Channel decoding via deep learning (1)

The first series of posts will cover applications of deep learning to channel coding, which is a basic building block of communication systems. An encoder maps messages (e.g., bit sequence) to codewords, typically of longer lengths. A decoder maps noisy codewords to the estimate of messages, as illustrated in a simplified figure below

desk

The design of channel codes is directly related to the reliability of communication systems; practical value of better codes is enormous. The design of codes is also theoretically challenging and interesting; it has been a major area of study in information theory and coding theory for several decades since Shannon’s 1948 seminal paper.

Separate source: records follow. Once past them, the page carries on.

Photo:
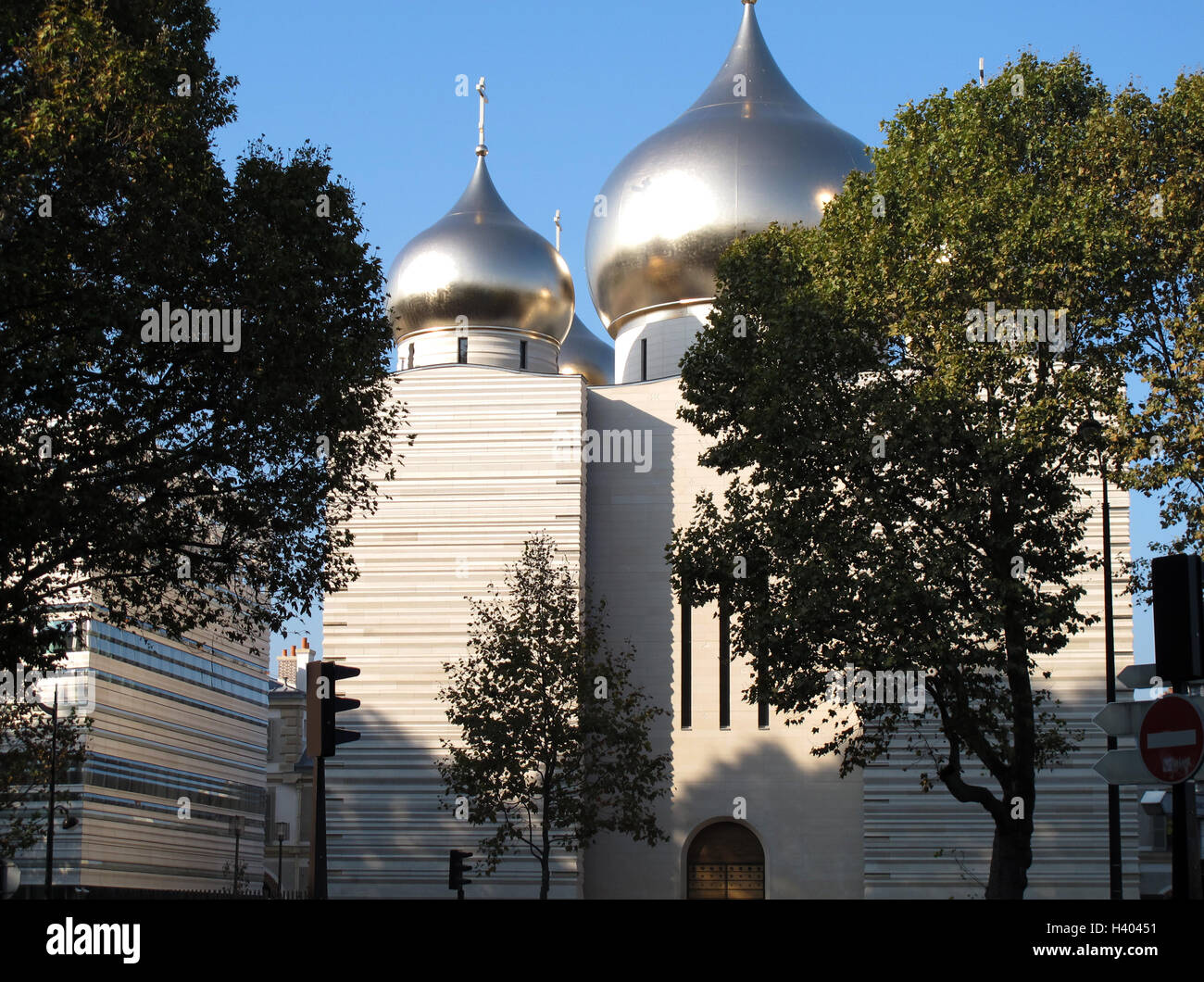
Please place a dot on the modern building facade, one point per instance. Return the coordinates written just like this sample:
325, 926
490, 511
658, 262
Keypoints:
500, 377
175, 761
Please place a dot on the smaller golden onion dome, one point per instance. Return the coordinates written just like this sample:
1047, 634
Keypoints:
586, 355
481, 267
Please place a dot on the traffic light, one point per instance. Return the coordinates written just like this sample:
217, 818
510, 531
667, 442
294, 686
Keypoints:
1178, 617
456, 870
321, 704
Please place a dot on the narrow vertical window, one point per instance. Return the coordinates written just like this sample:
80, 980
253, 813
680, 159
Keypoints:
725, 661
686, 662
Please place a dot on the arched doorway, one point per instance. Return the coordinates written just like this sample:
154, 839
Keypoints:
725, 862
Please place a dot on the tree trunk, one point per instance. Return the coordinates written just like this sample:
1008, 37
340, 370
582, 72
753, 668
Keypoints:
1011, 854
545, 865
545, 857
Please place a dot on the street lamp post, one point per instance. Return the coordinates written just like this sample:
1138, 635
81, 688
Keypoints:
282, 833
1115, 885
236, 825
55, 768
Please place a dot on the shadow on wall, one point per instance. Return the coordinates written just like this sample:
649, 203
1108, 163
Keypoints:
629, 523
388, 835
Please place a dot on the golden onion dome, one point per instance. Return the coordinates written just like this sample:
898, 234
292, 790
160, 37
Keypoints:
749, 152
584, 353
481, 267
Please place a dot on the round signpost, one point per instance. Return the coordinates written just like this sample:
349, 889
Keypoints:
1172, 740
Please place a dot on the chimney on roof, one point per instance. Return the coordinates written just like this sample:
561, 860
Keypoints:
287, 668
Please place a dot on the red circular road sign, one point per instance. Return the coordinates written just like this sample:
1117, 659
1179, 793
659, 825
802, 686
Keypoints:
1172, 738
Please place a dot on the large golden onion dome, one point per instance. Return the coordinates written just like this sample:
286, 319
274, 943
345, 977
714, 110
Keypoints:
746, 153
585, 353
481, 267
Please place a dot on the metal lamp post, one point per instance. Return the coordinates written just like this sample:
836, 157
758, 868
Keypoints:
1115, 885
282, 833
237, 823
49, 811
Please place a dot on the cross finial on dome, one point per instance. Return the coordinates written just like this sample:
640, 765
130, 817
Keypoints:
482, 149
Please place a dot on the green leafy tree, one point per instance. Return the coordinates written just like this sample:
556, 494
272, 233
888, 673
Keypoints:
25, 753
1155, 173
157, 476
903, 493
555, 740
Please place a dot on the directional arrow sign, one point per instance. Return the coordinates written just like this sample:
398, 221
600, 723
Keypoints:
1123, 768
1124, 718
1138, 676
1121, 718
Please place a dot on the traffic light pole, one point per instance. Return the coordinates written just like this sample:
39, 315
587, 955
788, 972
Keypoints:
1185, 844
1115, 881
318, 842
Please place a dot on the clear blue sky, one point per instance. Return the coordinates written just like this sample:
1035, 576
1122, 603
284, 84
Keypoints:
574, 85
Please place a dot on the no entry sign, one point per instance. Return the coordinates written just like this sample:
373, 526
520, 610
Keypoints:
1172, 738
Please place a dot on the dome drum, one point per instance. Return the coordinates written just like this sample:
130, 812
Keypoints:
495, 347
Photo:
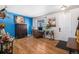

As a first step towards revolutionizing channel coding via deep learning, we ask the very first natural question. Can we learn optimal decoders solely from data?

Learning channel decoders

We fix the encoder as one of the standard encoders and learn the decoder for practical channels. When we fix the encoder, there’re many possible choices - and we choose sequential codes, such as convolutional codes and turbo codes. There are many reasons to it. First of all, these codes are practical. These codes are actually used for mobile communications as in 4G LTE, and satellite communications. Secondly, these codes achieve performance close to the fundamental limit, which is a very strong property. Lastly, the recurrent nature of sequential encoding process aligns very well with the recurrent neural network structure. Let me elaborate on this.

desk

Sequential code

We’re going to show you an illusration of sequential code that maps a message sequence b to a codeword sequence c. We first take the first bit b₁, and update the state s₁, and the generate coded bits c₁ by looking at the state. Depending the rate of your code, c₁ can be of length 2 if it’s rate 1/2 or length 3 if it’s rate 1/3. And then you take the second bit b₂, then you update your state s₂ based on s₁ and b₂, and then geenrate coded bits c₂. And you do this recurrently, until you map the last bit b_K to the coded bit c_K.

Convolutional code

Convolutional code is an example of sequential codes. Here’s an example for a rate 1/2 convolutional code. Which maps bk to ck1 and ck2. The state is bk, bk-1, bk-2. Then the coded bits are convolution (or mod 2 sum) of the state bits.

Recurrent Neural Network

Okay now let’s look at the Reccurent Neural Network architecture — (RNN in short) is a good neural architecture for sequential mappings with memory.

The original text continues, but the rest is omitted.